Last night I finally got a chance to see Mark Morris’s newest piece, Moon, which premiered at the Kennedy Center last spring and has just now reached Berkeley under the auspices of Cal Performances. The last time I watched a new Morris piece in the middle of political turmoil, it was the fall of 2001, and his brilliant V (set to Schumann’s Piano Quintet) roused me out of my post-9/11 sense of anomie. But Moon, which may be equally brilliant, had the opposite effect on me: it only deepened my despair about our current national situation. Perhaps that says more about the difference between 2001 and 2026 than it does about the respective dances. But precisely because it was so moving and evocative—of a lost time in history, and of our nearly lost feelings of innocence and wonder—Moon made me sad rather than joyful.

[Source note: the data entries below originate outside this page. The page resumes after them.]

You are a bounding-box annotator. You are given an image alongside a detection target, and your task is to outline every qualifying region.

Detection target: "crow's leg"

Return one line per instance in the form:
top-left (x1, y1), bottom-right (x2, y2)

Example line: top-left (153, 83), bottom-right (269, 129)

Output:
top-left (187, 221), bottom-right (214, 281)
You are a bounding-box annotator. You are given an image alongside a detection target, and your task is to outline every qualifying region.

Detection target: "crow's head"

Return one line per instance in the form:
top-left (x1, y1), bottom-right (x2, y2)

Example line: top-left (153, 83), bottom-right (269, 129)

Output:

Take, for example, the effect of the work’s opening moments. After the lights came down in Zellerbach Hall, with the stage still dark, the two musicians who played all the live music in the show—Colin Fowler on keyboards and Michel Taddei on double bass—struck up the slow-paced notes of a weirdly inviting modernist piece of music. Then, as the backdrop came to life with the first of Wendall K. Harrington’s charming (and invariably appropriate) projections, we saw the words “President of the United States” arching over the presidential seal. The shocked silence in the Berkeley auditorium had the feel of a collective gasp—and then the seal dropped down to reveal a portrait of John F. Kennedy, Jr. The audience silence turned into a relieved laugh, but for me the shock persisted, because the symbols brought me face-to-face with the changes that have occurred in our national self-image since Kennedy’s “Moon Shot” excitement of 1961 and 1962.

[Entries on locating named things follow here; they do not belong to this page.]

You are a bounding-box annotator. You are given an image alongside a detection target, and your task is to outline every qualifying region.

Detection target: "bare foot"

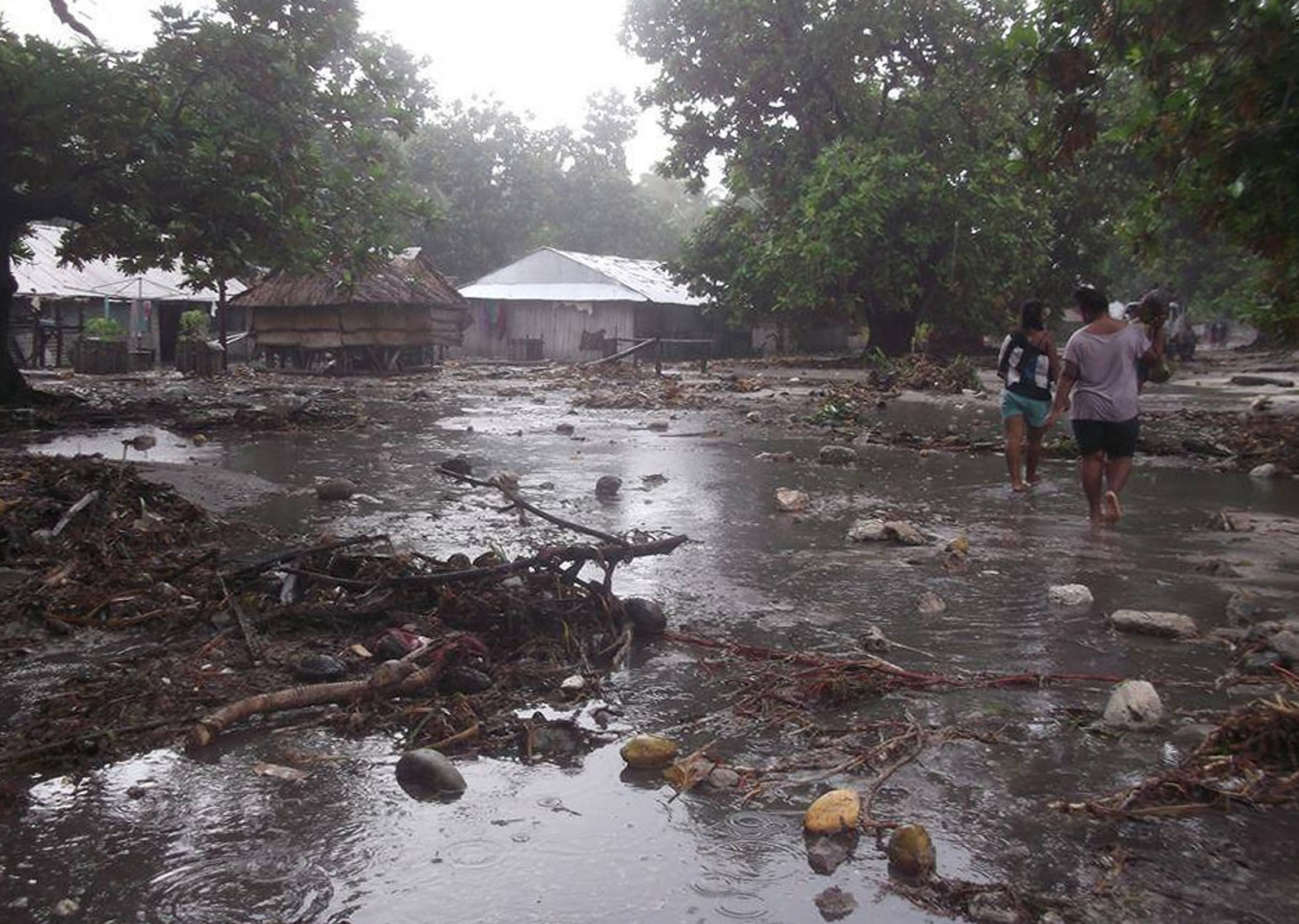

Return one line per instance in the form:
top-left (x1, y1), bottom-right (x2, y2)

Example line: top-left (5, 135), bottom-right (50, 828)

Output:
top-left (1106, 491), bottom-right (1124, 522)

America’s exploration of outer space and in particular its astronauts’ moon landings form a big part of the one-hour dance, but so do many other associations with that planetary, mythological, romantic entity. The music alternates between live performances of Debussy (Clair de lune), Ligeti, and other classical moderns, and recorded melodies, mostly derived from the world of popular song. So we get “Roll Along, Prairie Moon” and “Blue Moon” by Al Bowlly, “Blue Moon of Kentucky” by Bill Monroe and His Blue Grass Boys, “Dark Moon” by Bonnie Guitar, and “Honey-Colored Moon” by Henry Hall & the BBC Dance Orchestra—to each of which Morris, in his inimitable way, has composed a dance that both gestures toward couple dancing and also stresses the group patterns of modern dance. These “social dances” may well have been my favorite parts of the show, seconded by the initial Balanchine-style chorus line of rah-rah cheerleader/dancers celebrating the “Dawn of a New Day.”
I also deeply admired, and would love to watch again, the strange, wondrous interludes that took place behind a scrim. In each of these, performed to the music of the two-man live band, one to four dancers at a time would cross the slightly darkened stage on pivoting wheeled stools. Generally they lay face-down, with their stomachs on the stools; they alternated between extending their arms and legs outward and curling them up, thus spinning the stools faster or slower. It seemed to me that all this supported yet restricted propulsion evoked the condition of astronauts in a gravity-less environment, while at the same time reminding us of children on a playground wheel. Perhaps the best of these ghostly and alluring intervals was the one where the dancer Noah Vinson stood among a group of four spinners, holding their hands and twirling them in various directions as we tried to puzzle out which body connected with which and in what direction it was moving. That sequence was magical, and somehow incredibly moving.
Isaac Mizrahi’s costumes—identical for all the dancers, who included four women and five men—could not have been bettered. With their all-white fronts (resembling space suits) and all-black backs (like wetsuits), they managed subtle and humorously to evoke the pale moon and its eternally dark side. All nine dancers were top-notch, too, and though my eye was drawn as always to Dallas McMurray, Courtney Lopes, and Billy Smith, it really seems unfair to single out any one dancer, since their success lay in being wholly persuasive as a group. At the end I wanted nothing more than to applaud these dancers and their choreographer, and I did. Yet even as I clapped enthusiastically, I was weighed down by the residual sorrow they left me with. For the evening pointed out (as if it needed pointing) the vast distance between Cape Canaveral’s hopeful optimism of 1961 and the reprehensible tragedies unfolding in Minneapolis right now. America has come a long way in those sixty-five years, and at the moment none of it seems like progress.